The book is broken up into three vaguely linked adventures and veers wildly between crazy gross-out humour (such as trying to get a dog to shit out some plastic explosives it had swallowed) and darker moments designed to make the reader pause and think, including a deftly understated moment from Wong’s past that involves no extra-dimensional weirdness at all, which makes it all the more horrifying.  There are plenty of twists, including an absolute gut-puncher in the middle that reveals why that innocuous little philosophical question about an axe with a replaced blade and handle was asked at the beginning of the book.

Overall the book is probably a little too madcap zany for its own good, but is packed full of imagination and never dull.

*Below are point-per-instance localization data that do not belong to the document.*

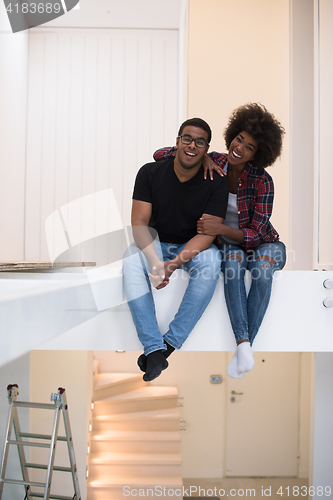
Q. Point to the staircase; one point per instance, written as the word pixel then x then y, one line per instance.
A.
pixel 135 441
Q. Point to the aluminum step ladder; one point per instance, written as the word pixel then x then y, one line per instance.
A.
pixel 14 436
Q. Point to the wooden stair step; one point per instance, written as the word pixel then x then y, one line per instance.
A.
pixel 135 458
pixel 149 392
pixel 163 414
pixel 136 436
pixel 142 481
pixel 106 379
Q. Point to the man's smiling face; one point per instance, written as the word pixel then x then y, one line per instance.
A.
pixel 190 155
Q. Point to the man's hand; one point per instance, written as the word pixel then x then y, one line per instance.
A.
pixel 161 273
pixel 209 225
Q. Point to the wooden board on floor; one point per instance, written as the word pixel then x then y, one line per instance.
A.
pixel 34 265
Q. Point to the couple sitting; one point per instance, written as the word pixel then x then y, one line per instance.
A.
pixel 173 198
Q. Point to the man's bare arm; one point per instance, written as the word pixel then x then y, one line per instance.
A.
pixel 194 246
pixel 141 213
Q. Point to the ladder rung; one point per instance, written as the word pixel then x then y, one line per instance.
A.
pixel 44 466
pixel 26 483
pixel 26 443
pixel 40 436
pixel 53 497
pixel 27 404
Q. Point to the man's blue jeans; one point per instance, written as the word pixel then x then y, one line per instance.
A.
pixel 246 313
pixel 204 270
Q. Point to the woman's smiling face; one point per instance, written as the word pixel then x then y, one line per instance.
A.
pixel 242 149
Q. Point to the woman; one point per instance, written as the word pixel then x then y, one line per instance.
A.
pixel 246 238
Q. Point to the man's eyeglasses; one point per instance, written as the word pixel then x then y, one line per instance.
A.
pixel 187 139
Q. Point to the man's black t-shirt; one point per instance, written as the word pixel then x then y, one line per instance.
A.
pixel 177 206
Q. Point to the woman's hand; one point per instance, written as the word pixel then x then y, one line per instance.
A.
pixel 207 224
pixel 208 164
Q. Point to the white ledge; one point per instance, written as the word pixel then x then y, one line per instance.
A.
pixel 296 319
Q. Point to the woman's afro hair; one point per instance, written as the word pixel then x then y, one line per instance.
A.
pixel 254 119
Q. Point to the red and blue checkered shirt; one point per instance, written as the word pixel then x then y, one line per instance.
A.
pixel 255 194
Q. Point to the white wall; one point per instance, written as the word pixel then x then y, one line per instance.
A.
pixel 13 98
pixel 325 108
pixel 323 435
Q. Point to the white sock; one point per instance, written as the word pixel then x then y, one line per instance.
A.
pixel 245 360
pixel 232 369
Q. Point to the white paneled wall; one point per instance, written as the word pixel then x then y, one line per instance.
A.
pixel 99 103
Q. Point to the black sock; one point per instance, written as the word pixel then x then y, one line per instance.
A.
pixel 156 362
pixel 142 360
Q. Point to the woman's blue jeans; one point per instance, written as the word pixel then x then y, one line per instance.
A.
pixel 204 270
pixel 247 312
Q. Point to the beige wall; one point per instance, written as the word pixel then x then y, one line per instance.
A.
pixel 72 370
pixel 239 53
pixel 205 406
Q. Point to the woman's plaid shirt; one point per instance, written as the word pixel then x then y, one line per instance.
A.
pixel 255 194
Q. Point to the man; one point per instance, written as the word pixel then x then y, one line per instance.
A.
pixel 171 196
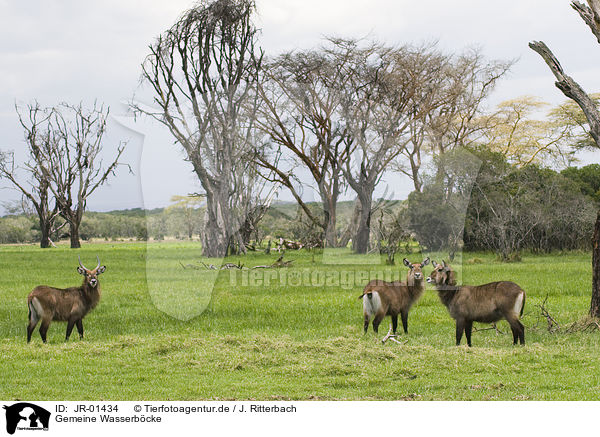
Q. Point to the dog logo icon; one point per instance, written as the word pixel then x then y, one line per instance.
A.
pixel 25 416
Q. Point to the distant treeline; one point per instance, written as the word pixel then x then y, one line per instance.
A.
pixel 507 209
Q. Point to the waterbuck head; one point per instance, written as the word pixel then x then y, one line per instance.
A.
pixel 416 270
pixel 442 275
pixel 90 277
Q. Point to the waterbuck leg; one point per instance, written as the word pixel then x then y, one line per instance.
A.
pixel 44 329
pixel 70 325
pixel 404 316
pixel 394 323
pixel 460 326
pixel 468 330
pixel 521 333
pixel 79 324
pixel 376 321
pixel 33 319
pixel 518 330
pixel 31 326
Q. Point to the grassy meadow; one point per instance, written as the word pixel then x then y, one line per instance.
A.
pixel 161 332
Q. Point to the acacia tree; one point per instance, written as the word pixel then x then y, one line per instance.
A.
pixel 203 72
pixel 29 179
pixel 590 14
pixel 523 140
pixel 300 117
pixel 454 99
pixel 72 162
pixel 381 100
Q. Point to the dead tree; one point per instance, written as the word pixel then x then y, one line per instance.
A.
pixel 590 14
pixel 451 96
pixel 73 161
pixel 300 118
pixel 203 73
pixel 28 178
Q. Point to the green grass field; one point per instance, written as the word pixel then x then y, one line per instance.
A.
pixel 298 338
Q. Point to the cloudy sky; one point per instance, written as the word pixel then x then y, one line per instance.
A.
pixel 82 50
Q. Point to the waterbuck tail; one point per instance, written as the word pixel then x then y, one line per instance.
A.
pixel 372 304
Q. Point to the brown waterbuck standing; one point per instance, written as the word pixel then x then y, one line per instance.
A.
pixel 486 303
pixel 382 298
pixel 69 305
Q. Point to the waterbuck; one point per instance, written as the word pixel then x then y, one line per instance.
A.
pixel 393 298
pixel 486 303
pixel 69 305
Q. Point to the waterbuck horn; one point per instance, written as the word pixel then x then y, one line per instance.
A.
pixel 80 264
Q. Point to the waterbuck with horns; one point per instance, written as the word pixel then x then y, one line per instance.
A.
pixel 382 298
pixel 487 303
pixel 66 305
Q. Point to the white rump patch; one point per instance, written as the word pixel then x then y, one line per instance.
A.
pixel 371 306
pixel 518 304
pixel 37 307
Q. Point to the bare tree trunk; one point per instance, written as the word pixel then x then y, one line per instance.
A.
pixel 74 231
pixel 46 228
pixel 360 244
pixel 215 238
pixel 595 304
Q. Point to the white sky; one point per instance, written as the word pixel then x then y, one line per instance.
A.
pixel 73 50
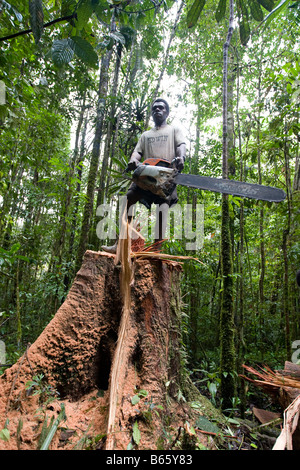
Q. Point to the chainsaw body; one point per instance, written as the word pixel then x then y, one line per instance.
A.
pixel 156 176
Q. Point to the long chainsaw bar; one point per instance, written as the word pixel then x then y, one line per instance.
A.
pixel 162 181
pixel 236 188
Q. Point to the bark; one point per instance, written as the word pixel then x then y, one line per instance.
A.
pixel 77 350
pixel 165 61
pixel 227 350
pixel 94 164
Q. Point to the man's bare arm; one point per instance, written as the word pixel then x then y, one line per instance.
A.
pixel 134 160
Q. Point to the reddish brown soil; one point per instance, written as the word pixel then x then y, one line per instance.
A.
pixel 75 353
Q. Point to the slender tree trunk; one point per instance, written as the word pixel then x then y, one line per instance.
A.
pixel 261 299
pixel 93 171
pixel 227 349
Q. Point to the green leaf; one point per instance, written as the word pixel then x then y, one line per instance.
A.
pixel 136 435
pixel 84 12
pixel 256 10
pixel 205 425
pixel 85 51
pixel 221 9
pixel 244 31
pixel 62 52
pixel 135 399
pixel 278 9
pixel 267 4
pixel 36 18
pixel 194 12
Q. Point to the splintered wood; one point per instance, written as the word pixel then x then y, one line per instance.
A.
pixel 124 257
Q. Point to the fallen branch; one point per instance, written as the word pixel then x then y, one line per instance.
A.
pixel 291 418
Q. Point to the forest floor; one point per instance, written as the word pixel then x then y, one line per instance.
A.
pixel 154 413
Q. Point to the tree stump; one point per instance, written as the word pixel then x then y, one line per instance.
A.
pixel 75 353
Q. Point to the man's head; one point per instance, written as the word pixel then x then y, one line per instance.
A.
pixel 160 111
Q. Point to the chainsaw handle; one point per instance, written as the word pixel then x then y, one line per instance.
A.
pixel 173 164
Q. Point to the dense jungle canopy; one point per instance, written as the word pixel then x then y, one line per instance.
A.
pixel 76 82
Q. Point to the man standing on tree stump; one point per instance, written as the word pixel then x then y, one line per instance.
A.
pixel 165 142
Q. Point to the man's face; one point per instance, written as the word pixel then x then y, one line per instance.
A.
pixel 159 112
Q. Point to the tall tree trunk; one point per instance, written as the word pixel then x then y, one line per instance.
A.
pixel 227 348
pixel 93 171
pixel 261 298
pixel 76 354
pixel 165 60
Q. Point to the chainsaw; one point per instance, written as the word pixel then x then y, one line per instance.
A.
pixel 160 177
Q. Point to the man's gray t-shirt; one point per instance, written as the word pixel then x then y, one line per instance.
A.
pixel 160 143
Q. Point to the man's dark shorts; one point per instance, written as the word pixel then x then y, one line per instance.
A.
pixel 137 194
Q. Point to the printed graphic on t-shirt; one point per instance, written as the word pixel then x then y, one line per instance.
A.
pixel 159 138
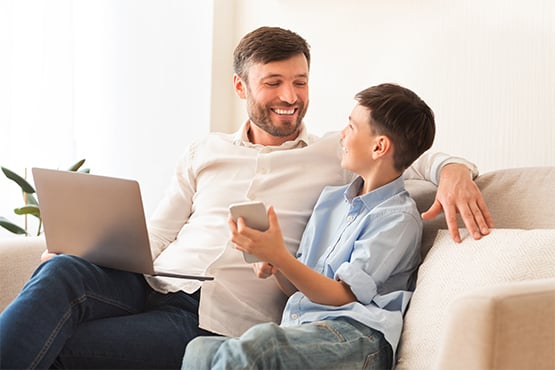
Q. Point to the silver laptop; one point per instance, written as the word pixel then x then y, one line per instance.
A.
pixel 98 218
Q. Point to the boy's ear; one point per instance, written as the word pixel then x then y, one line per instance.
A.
pixel 382 146
pixel 239 86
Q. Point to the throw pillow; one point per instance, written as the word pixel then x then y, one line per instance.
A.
pixel 450 269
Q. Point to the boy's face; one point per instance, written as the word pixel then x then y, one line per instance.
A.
pixel 357 141
pixel 276 94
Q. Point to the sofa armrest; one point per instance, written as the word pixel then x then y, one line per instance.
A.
pixel 510 326
pixel 19 257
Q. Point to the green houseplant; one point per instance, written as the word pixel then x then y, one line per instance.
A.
pixel 30 203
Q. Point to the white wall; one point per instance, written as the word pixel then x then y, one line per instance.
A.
pixel 485 67
pixel 125 84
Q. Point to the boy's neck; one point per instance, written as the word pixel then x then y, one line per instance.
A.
pixel 379 176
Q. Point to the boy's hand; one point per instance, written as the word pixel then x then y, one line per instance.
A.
pixel 264 270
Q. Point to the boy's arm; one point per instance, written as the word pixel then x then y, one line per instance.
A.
pixel 264 270
pixel 269 246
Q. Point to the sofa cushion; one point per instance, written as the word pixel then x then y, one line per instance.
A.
pixel 451 269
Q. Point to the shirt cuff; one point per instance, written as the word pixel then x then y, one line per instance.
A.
pixel 362 285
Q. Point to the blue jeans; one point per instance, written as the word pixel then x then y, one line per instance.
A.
pixel 330 344
pixel 74 314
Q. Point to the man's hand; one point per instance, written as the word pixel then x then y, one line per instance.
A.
pixel 458 193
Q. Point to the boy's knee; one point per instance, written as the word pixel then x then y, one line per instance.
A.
pixel 200 352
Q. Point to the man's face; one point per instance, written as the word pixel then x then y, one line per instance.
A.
pixel 277 95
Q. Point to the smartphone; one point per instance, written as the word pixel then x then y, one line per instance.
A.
pixel 255 215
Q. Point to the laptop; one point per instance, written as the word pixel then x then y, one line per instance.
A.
pixel 98 218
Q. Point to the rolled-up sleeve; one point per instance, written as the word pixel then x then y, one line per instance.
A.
pixel 383 256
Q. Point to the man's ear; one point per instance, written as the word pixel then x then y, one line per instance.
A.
pixel 382 146
pixel 239 86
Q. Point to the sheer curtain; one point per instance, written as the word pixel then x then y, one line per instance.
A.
pixel 124 84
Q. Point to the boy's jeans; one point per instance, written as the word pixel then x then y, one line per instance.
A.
pixel 75 314
pixel 330 344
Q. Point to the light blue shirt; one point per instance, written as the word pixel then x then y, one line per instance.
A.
pixel 372 243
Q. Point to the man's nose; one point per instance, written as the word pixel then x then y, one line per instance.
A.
pixel 288 94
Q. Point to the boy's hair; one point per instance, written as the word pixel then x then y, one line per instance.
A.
pixel 403 117
pixel 265 45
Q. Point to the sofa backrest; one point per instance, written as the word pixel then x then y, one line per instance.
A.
pixel 518 198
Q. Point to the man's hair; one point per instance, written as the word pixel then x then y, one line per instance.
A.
pixel 403 117
pixel 265 45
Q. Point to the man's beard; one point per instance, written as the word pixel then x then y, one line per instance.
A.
pixel 261 117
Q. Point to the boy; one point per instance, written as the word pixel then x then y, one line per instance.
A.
pixel 350 282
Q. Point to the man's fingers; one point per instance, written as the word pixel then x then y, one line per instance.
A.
pixel 452 224
pixel 433 211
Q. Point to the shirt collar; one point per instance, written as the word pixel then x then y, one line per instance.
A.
pixel 241 138
pixel 376 196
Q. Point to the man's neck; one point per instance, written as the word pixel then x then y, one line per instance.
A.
pixel 261 137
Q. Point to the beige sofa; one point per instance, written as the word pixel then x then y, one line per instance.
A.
pixel 487 304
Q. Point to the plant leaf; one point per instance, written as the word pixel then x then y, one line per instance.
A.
pixel 77 165
pixel 23 184
pixel 31 199
pixel 30 209
pixel 11 227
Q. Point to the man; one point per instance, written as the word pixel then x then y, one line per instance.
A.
pixel 79 315
pixel 350 281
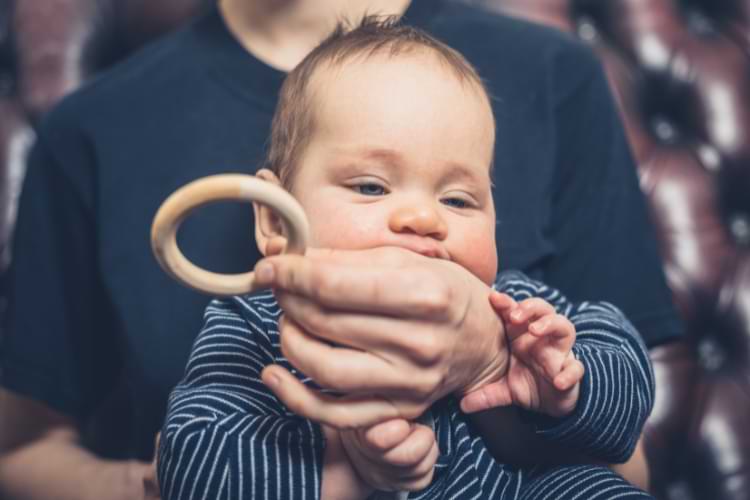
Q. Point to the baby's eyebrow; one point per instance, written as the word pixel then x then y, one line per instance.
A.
pixel 385 155
pixel 466 173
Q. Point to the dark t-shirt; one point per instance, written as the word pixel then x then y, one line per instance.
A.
pixel 90 307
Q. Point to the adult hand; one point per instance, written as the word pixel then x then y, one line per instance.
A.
pixel 391 329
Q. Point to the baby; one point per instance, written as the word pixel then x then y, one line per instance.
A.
pixel 386 137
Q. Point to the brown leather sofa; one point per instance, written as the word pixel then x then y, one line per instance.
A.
pixel 680 70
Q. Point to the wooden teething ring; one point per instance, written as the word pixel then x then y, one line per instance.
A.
pixel 225 187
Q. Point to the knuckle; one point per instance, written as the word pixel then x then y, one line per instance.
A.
pixel 428 348
pixel 430 298
pixel 425 385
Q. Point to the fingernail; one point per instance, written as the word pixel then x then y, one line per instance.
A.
pixel 539 326
pixel 273 380
pixel 264 272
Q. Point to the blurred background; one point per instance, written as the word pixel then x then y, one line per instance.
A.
pixel 680 72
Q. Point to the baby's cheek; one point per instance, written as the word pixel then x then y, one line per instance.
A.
pixel 478 254
pixel 344 234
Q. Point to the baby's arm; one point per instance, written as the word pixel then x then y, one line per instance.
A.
pixel 394 455
pixel 226 434
pixel 544 375
pixel 615 394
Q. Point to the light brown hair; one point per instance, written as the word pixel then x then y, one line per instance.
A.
pixel 293 121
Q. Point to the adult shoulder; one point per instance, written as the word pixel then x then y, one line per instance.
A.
pixel 500 45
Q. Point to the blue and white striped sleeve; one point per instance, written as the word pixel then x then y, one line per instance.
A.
pixel 226 436
pixel 617 390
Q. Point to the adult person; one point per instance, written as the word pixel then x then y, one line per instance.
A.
pixel 90 306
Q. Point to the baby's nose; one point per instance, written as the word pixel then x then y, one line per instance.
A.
pixel 423 220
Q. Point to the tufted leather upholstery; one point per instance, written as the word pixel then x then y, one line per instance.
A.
pixel 680 70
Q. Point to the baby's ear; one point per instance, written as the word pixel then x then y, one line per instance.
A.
pixel 269 231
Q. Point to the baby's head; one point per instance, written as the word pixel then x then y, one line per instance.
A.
pixel 386 138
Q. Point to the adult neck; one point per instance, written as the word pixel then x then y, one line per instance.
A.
pixel 282 32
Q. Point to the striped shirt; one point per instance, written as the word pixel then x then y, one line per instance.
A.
pixel 228 437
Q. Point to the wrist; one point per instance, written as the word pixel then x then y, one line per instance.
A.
pixel 340 477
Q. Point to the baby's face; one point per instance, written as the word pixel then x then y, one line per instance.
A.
pixel 400 156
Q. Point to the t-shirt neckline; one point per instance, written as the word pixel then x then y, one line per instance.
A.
pixel 253 77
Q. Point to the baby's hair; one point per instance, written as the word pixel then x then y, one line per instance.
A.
pixel 293 121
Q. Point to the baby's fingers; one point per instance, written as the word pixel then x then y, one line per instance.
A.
pixel 530 310
pixel 486 397
pixel 554 325
pixel 386 435
pixel 409 453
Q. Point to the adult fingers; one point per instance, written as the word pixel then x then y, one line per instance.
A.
pixel 372 333
pixel 345 284
pixel 349 370
pixel 342 413
pixel 502 302
pixel 420 476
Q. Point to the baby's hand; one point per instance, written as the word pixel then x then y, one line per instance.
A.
pixel 392 456
pixel 544 375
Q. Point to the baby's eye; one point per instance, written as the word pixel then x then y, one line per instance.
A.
pixel 369 189
pixel 456 202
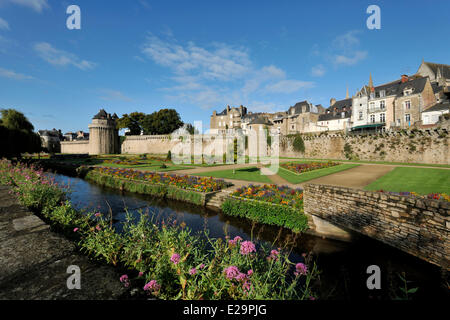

#8: David Wong – This Book is Full of Spiders

The follow-up to John Dies At The End, this continues the adventures of John and David in Undisclosed.  At the start Wong is attacked by a extra-dimensional arachnid parasite only he and John can see (because of the Soy Sauce from the previous book).  Other parasites escape Wong’s house until a full-fledged outbreak threatens Undisclosed and maybe the whole country.

The sequel has tighter focus than John Dies At The End and is better for it.  Wong (Pargin-Wong, not Wong the character) takes some well-aimed swipes at cozy zombie apocalypses and the exploitation of fear by authority.  It’s only near the end, with the introduction of a reality-warping fur gun, where things start to get a little too silly and some inconsistencies creep into the story.